I feel that too much of the focus has been on the “legalese”, with people parsing every word of the contract excerpts we posted. I do not dispute the importance of the contract, but as Thomas Jefferson said “The execution of the laws is more important than the making of them.” The importance of a contract is a shared understanding between OpenAI and the DoW on what the models will and will not be used to do. I am happy that we are explicit in our understanding that our models will not be used for domestic mass surveillance, including via analysis of commercially available information of U.S. people. I am even happier that for the time being we will not be working with the intelligence agencies of the DoW, such as NSA, DIA, etc. Our leadership committed to announcing publicly if this changes, and of course this contract has nothing to do with domestic agencies such as DHS, ICE, or FBI. The intelligence agencies have the most sensitive workloads, and so I completely agree it is best to start in the easier cases. This also somewhat mitigates my worry about not ruling out mass surveillance of international citizens. (In addition to the fact that spying on one’s own people is inherently more problematic.)

I am also happy the contract prohibits using our models to direct lethal autonomous weapons, though realistically I do not think powering a killer drone via a cloud-based large model was ever a real possibility. A general purpose frontier model is an extremely poor fit for autonomously directing a weapon; also, the main selling point of autonomous drones is to evade jamming, which requires an on-device model. Given our current state of safety and alignment, lethal autonomous weapons are a very bad idea. But regardless, it would not have happened through this deal.

That said, there is a possibility that eventually our models will be used to help humans in target selection, as is reportedly happening in Iran right now. This is a very heavy burden, and it is up to us to ensure that we do not scale to this use case without very extensive testing of safety and reliability.

The contract enables the necessary conditions for success but it is too soon to know if they are sufficient. It allows us to build in our safety stack to ensure the safe operation of the model and our red lines, as well as have our own forward deployed engineers (FDEs) in place. No safety stack can be perfect, but given the “mass” nature of mass surveillance, it does not need to be perfect to prevent it. That said, this is going to be a challenging enterprise: building safety for applications we are less familiar with, with the added complexities of clearance. Sam has said that we will deploy gradually, starting in the least risky and most familiar domains first.  I think this is essential.

Can we make lemonade out of this lemon?

The previous defense contract of the DoW and Anthropic attracted relatively little attention. I hope that the increased salience of this issue can be used to elevate our standards as an industry. Just like we do with other risks such as bioweapons and cybersecurity, we need to build best practices for avoiding the risk of AI-enabled takeover of democracy, including mass domestic surveillance and high-stakes automated decisions (for example, selective prosecution or “social credit”).

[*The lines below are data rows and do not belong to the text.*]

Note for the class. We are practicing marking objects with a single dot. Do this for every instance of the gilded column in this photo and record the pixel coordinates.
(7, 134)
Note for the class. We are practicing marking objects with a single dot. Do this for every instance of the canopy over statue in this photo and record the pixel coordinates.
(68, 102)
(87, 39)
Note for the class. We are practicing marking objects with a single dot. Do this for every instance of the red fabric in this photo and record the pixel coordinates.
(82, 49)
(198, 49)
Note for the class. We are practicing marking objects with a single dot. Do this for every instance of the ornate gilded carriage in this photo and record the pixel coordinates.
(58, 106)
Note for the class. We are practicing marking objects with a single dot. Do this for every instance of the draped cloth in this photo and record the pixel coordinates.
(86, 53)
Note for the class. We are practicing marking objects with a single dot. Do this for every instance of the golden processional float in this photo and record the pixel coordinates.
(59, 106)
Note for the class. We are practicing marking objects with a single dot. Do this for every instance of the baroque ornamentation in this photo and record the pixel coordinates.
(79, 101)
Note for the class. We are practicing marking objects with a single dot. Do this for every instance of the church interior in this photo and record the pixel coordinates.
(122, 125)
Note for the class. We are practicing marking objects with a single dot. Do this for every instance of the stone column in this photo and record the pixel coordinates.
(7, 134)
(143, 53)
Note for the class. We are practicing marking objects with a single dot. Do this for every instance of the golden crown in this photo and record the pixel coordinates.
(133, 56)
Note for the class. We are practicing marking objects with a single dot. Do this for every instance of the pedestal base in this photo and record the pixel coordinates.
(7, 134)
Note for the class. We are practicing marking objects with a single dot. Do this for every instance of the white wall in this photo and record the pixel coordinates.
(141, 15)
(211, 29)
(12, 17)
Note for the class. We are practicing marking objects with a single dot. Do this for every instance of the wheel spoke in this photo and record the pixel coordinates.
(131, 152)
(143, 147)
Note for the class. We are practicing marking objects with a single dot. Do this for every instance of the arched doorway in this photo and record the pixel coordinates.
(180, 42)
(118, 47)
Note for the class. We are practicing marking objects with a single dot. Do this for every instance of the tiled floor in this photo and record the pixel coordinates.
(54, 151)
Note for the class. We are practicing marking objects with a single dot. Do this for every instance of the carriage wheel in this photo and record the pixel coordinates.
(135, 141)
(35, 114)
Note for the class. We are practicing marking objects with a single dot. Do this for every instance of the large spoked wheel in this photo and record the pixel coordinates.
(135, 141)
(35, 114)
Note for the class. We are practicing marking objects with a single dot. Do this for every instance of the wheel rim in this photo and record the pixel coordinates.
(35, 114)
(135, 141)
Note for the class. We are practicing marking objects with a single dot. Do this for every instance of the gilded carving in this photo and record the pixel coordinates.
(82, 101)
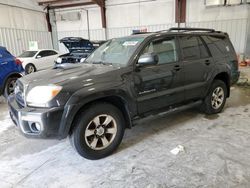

These risks are no less catastrophic than bioweapons, and should be tracked and reported as such. While, due to the classified nature of the domain, not everything can be reported, we can and should at least be public about the process.

If there is one thing that AI researchers are good at, it is measuring and optimizing quantities. If we can build the evaluations and turn tracking these risks into a science, we have a much better chance at combatting them. I am confident that it can be done given sufficient time. I am less confident that time will be sufficient.